Women in Water: Making Inroads But Still More to Tread
EDITOR'S NOTE: As more women take on leadership roles, old attitudes are gradually fading
When I first wrote a column about women in water in the Spring 2017 issue of Western Water, I noted that the water world had its own stable of leaders recognized by their first names alone, just like Cher, Madonna, Beyoncé and Rihanna.
These names, as I noted then, were Lois (Krieger), Pat (Mulroy), Maureen (Stapleton) and Felicia (Marcus). A little more than a year later, and I’m happy to say I can add so many more names now: Brenda (Burman), Karla (Nemeth), Gloria (Gray) and Jennifer (Pierre), among them. You can read about the influx of women leaders in the water world in the most recent Western Water article. We also note a recent survey by Texas A&M University that found there are “subtle but consistent” gender disparities in attitudes toward water. You can read the article here.

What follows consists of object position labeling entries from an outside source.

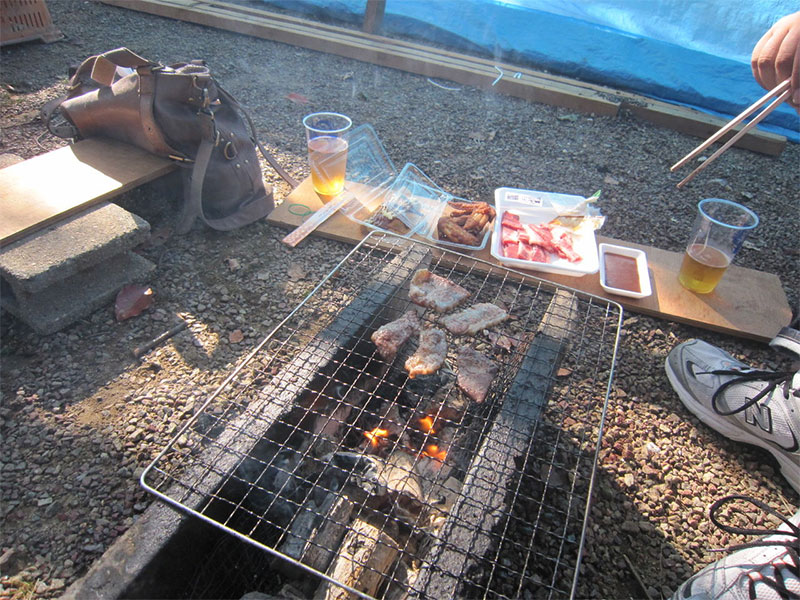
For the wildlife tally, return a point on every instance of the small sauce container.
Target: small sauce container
(623, 271)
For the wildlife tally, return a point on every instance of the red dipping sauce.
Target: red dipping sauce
(622, 272)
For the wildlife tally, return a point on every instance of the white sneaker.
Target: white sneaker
(768, 568)
(742, 403)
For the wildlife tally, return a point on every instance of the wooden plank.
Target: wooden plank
(49, 187)
(747, 303)
(468, 534)
(423, 60)
(377, 50)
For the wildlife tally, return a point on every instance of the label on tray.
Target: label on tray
(528, 199)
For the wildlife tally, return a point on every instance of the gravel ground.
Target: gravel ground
(80, 418)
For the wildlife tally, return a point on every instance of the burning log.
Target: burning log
(314, 533)
(366, 553)
(468, 531)
(446, 406)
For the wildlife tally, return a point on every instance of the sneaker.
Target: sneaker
(768, 568)
(787, 339)
(742, 403)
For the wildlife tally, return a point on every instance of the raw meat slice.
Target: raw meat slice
(390, 337)
(564, 245)
(475, 373)
(432, 291)
(511, 220)
(473, 319)
(430, 353)
(538, 243)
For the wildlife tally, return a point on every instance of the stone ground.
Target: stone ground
(81, 418)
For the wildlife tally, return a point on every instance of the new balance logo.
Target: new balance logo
(759, 415)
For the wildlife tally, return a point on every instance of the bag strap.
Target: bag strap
(269, 158)
(100, 71)
(193, 193)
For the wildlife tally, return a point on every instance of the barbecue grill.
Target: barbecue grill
(333, 461)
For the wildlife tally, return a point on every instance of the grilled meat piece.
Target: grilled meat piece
(433, 291)
(430, 353)
(471, 320)
(475, 373)
(390, 337)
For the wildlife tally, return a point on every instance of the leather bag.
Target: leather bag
(177, 111)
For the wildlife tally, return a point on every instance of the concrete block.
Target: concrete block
(77, 296)
(54, 254)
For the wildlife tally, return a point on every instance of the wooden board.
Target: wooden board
(49, 187)
(521, 82)
(747, 303)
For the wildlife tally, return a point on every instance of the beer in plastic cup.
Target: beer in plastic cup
(327, 151)
(719, 231)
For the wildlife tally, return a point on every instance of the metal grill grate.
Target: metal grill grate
(330, 458)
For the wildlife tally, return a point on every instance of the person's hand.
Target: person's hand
(776, 56)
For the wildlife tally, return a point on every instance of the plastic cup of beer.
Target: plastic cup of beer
(327, 152)
(719, 231)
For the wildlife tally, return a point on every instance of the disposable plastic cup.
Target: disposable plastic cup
(719, 230)
(327, 152)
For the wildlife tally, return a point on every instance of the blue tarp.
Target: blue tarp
(692, 52)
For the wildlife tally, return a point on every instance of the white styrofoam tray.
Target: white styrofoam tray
(533, 208)
(645, 289)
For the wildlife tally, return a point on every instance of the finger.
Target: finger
(757, 57)
(765, 63)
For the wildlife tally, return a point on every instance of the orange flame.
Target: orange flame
(375, 435)
(433, 451)
(426, 424)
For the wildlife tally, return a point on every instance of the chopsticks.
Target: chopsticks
(782, 92)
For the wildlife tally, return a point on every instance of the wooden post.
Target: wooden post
(373, 15)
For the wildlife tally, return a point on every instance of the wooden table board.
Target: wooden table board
(52, 186)
(747, 303)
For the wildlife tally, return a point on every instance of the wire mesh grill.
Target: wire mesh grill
(329, 457)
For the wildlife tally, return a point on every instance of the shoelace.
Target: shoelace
(773, 379)
(790, 540)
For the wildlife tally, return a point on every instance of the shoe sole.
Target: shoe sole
(789, 470)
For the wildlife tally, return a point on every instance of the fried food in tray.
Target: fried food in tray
(465, 223)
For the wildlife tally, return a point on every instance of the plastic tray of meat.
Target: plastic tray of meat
(462, 224)
(404, 207)
(527, 235)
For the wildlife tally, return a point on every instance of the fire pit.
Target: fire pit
(323, 451)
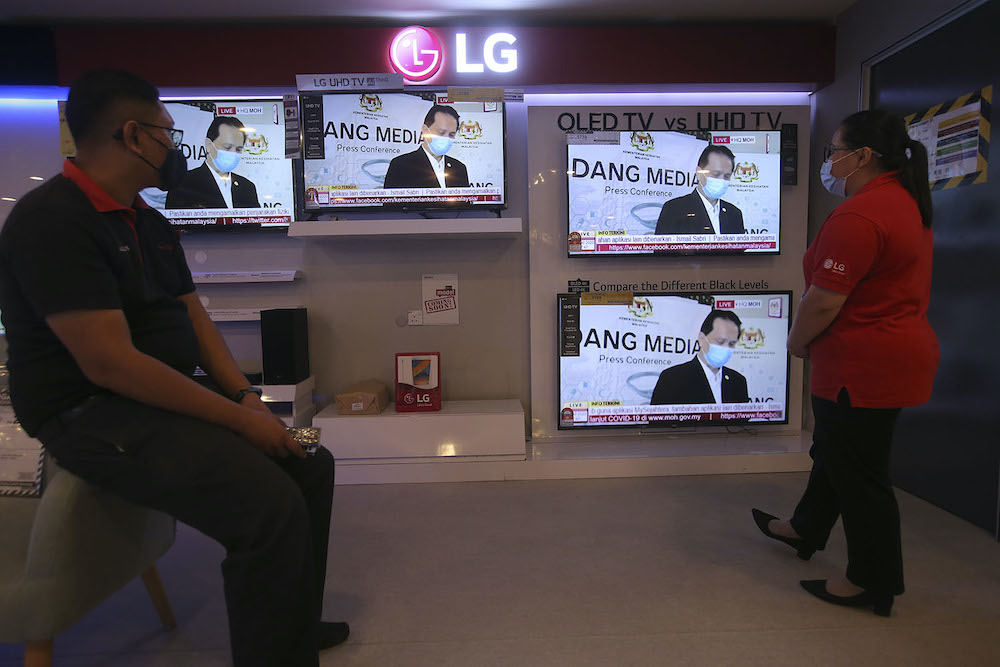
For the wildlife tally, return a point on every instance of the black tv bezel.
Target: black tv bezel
(671, 253)
(669, 426)
(302, 213)
(280, 228)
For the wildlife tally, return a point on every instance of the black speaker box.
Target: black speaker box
(284, 337)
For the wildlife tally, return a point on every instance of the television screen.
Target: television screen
(634, 193)
(412, 150)
(238, 177)
(632, 359)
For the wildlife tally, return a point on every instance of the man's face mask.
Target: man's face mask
(226, 161)
(715, 187)
(173, 168)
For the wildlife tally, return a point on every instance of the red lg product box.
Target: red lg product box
(418, 382)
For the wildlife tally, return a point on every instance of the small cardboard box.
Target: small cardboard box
(369, 397)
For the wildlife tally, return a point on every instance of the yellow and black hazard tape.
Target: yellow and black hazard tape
(985, 98)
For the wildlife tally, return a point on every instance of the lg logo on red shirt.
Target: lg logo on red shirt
(837, 267)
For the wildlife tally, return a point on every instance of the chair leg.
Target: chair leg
(154, 586)
(38, 653)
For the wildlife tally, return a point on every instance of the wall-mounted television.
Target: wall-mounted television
(646, 193)
(673, 359)
(409, 150)
(238, 177)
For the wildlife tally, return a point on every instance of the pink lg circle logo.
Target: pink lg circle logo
(416, 53)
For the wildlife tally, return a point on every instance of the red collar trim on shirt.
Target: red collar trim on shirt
(100, 199)
(881, 179)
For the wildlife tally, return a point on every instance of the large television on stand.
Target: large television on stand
(373, 151)
(238, 178)
(673, 193)
(631, 359)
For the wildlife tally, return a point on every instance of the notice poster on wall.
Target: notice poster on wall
(956, 136)
(440, 298)
(672, 192)
(629, 359)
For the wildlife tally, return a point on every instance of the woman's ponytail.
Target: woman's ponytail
(913, 176)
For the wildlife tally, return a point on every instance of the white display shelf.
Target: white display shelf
(217, 277)
(298, 418)
(235, 315)
(286, 393)
(460, 430)
(297, 407)
(409, 228)
(239, 314)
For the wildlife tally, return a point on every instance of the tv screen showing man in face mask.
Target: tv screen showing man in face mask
(430, 166)
(215, 184)
(704, 211)
(706, 378)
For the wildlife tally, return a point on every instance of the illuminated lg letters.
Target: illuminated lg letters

At the Water Education Foundation, we’ve been doing our part to feature women. At our Water Summit in September, we featured more women (10) at the podium and the panelist table than men (8), not often seen in the water world.
When I first became executive director of the Foundation in 2014, we had an all-male Executive Committee on our Board of Directors. Starting Jan. 1, the Committee will feature two men and two women: JaNell Cook, West region director for HDR, Inc., and Celeste Cantú, former general manager of the Santa Ana Watershed Project Authority and current president of Water Education for Latino Leaders.
Women have always been a dominant force both in staff and leadership at the Foundation. Who could forget Rita (Schmidt Sudman), who led the Foundation for nearly 35 years and built it into the respected organization it is today? And Sue (McClurg), the deputy executive director who retired last year after 26 years of imprinting her words and knowledge into many of the Foundation’s publications and programs.
Back in 1972, Jean Auer became the first female member of the California State Water Resources Control Board. And later, as a board member of the Water Education Foundation, she helped to start our Water Leaders Program back in 1997. On Nov. 26, we graduated 15 women and 7 men from the 2018 Water Leaders class.
It’s heartening, but there is still more work to go.
Last year, at the fall ACWA conference, I was standing at a reception table with Beth Stern, our then development director. A gentleman asked us if we were attending the conference with our husbands, apparently assuming we were not there on our own accord. At a state water agency in the last year, two male Foundation team members and I were checking in and the security guard for some unknown reason asked if I was there with my bosses. The presumption was astounding, especially given that I am actually the boss.
But let’s stay positive and hope this trend of more women in leadership roles continues so women get the respect they deserve in and out of the water world.